Any information would be very helpful!

#### trinker

##### ggplot2orBust
Variance inflation factor is the method I use.

I'm a researcher not a statistician (caveat) but I use:

vif(fit) # variance inflation factors
Code:
sqrt(vif(fit)) > 2 # problem?
in R as recommended by Rob Kabacoff

#### jastingo

##### New Member
Thanks trinker! What about in generalized linear models? I'm trying to evaluate the validity of a logistic model that includes categorical as well as continuous predictor variables.

#### noetsi

##### Fortran must die
The problem with using correlations for categorical variables is that most software use pearson product moment and that is invalid for categorical data. You should look at polychoric correlations instead. Unfortunately that takes special software like Mplus (I dont know if R does this).

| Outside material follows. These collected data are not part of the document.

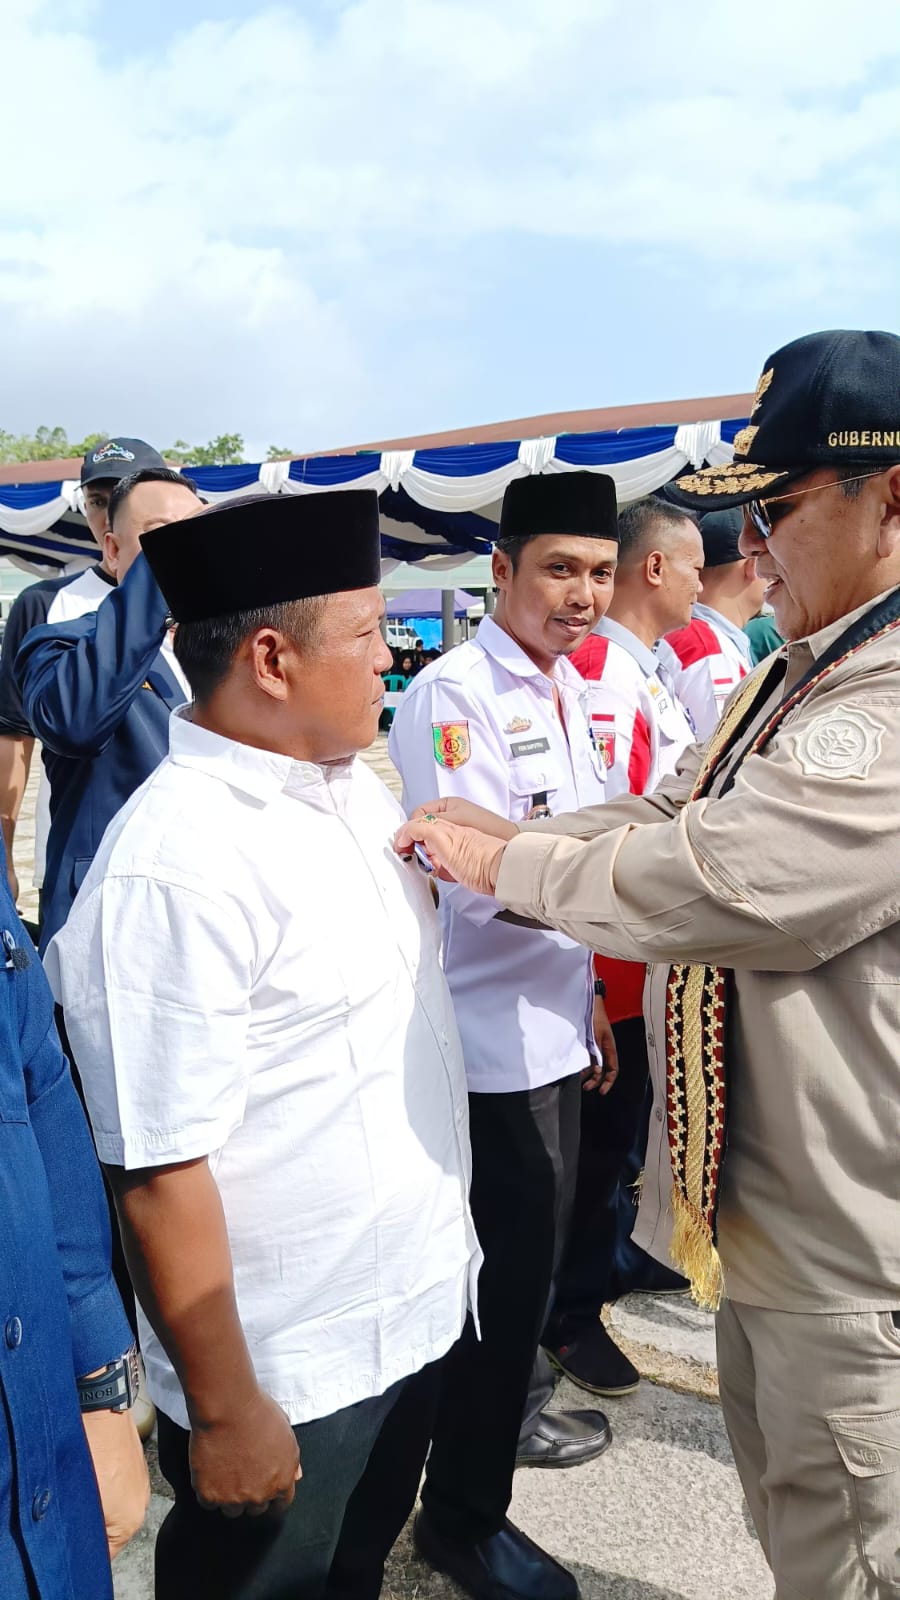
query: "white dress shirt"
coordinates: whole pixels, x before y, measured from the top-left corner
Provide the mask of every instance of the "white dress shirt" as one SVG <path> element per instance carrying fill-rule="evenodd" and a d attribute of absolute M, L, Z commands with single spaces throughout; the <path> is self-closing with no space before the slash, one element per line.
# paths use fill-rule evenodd
<path fill-rule="evenodd" d="M 586 679 L 594 744 L 606 767 L 606 798 L 650 794 L 674 772 L 694 734 L 664 668 L 630 628 L 601 617 L 579 645 L 572 665 Z M 606 984 L 610 1022 L 640 1017 L 647 969 L 643 962 L 595 955 L 594 972 Z"/>
<path fill-rule="evenodd" d="M 599 805 L 604 769 L 585 687 L 563 657 L 548 678 L 485 617 L 476 637 L 420 672 L 400 702 L 390 753 L 407 810 L 457 795 L 519 822 L 544 798 L 552 812 Z M 451 730 L 449 756 L 441 729 Z M 443 883 L 440 891 L 444 970 L 470 1090 L 505 1094 L 580 1072 L 588 1063 L 587 952 L 561 933 L 499 921 L 501 906 L 486 896 Z"/>
<path fill-rule="evenodd" d="M 658 658 L 630 628 L 601 617 L 572 665 L 587 680 L 594 743 L 607 769 L 607 799 L 652 793 L 694 743 L 687 712 L 662 681 Z"/>
<path fill-rule="evenodd" d="M 687 627 L 668 634 L 656 649 L 663 668 L 672 674 L 697 738 L 705 743 L 718 726 L 729 695 L 753 670 L 750 640 L 721 611 L 698 601 Z"/>
<path fill-rule="evenodd" d="M 46 956 L 102 1161 L 208 1156 L 257 1378 L 292 1423 L 449 1349 L 480 1254 L 427 879 L 364 763 L 173 716 Z M 150 1393 L 187 1412 L 142 1319 Z"/>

It is widely held that converting categorical variables into a series of dummy variables avoids this problem. Since taking SEM I am less sure this is the case. But regardless you would have to create dummies not use the categorical variable itself.

#### trinker

##### ggplot2orBust
noetsi said:
The problem with using correlations for categorical variables is that most software use pearson product moment and that is invalid for categorical data. You should look at polychoric correlations instead. Unfortunately that takes special software like Mplus (I dont know if R does this)
A quick look up in my trusty R In Action (by Robert Kabacoff author of quick-R) gives us an R answer for polychoric correlations.
Robert I. Kabacoff said:
OTHER TYPES OF CORRELATIONS
The hetcor() function in the polycor package can compute a heterogeneous correlation
matrix containing Pearson product-moment correlations between numeric
variables, polyserial correlations between numeric and ordinal variables, polychoric
correlations between ordinal variables, and tetrachoric correlations between two dichotomous
variables. Polyserial, polychoric, and tetrachoric correlations assume that
the ordinal or dichotomous variables are derived from underlying normal distributions.

#### noetsi

##### Fortran must die
One of thousands of things I have to learn in R (that is how to code it to do it).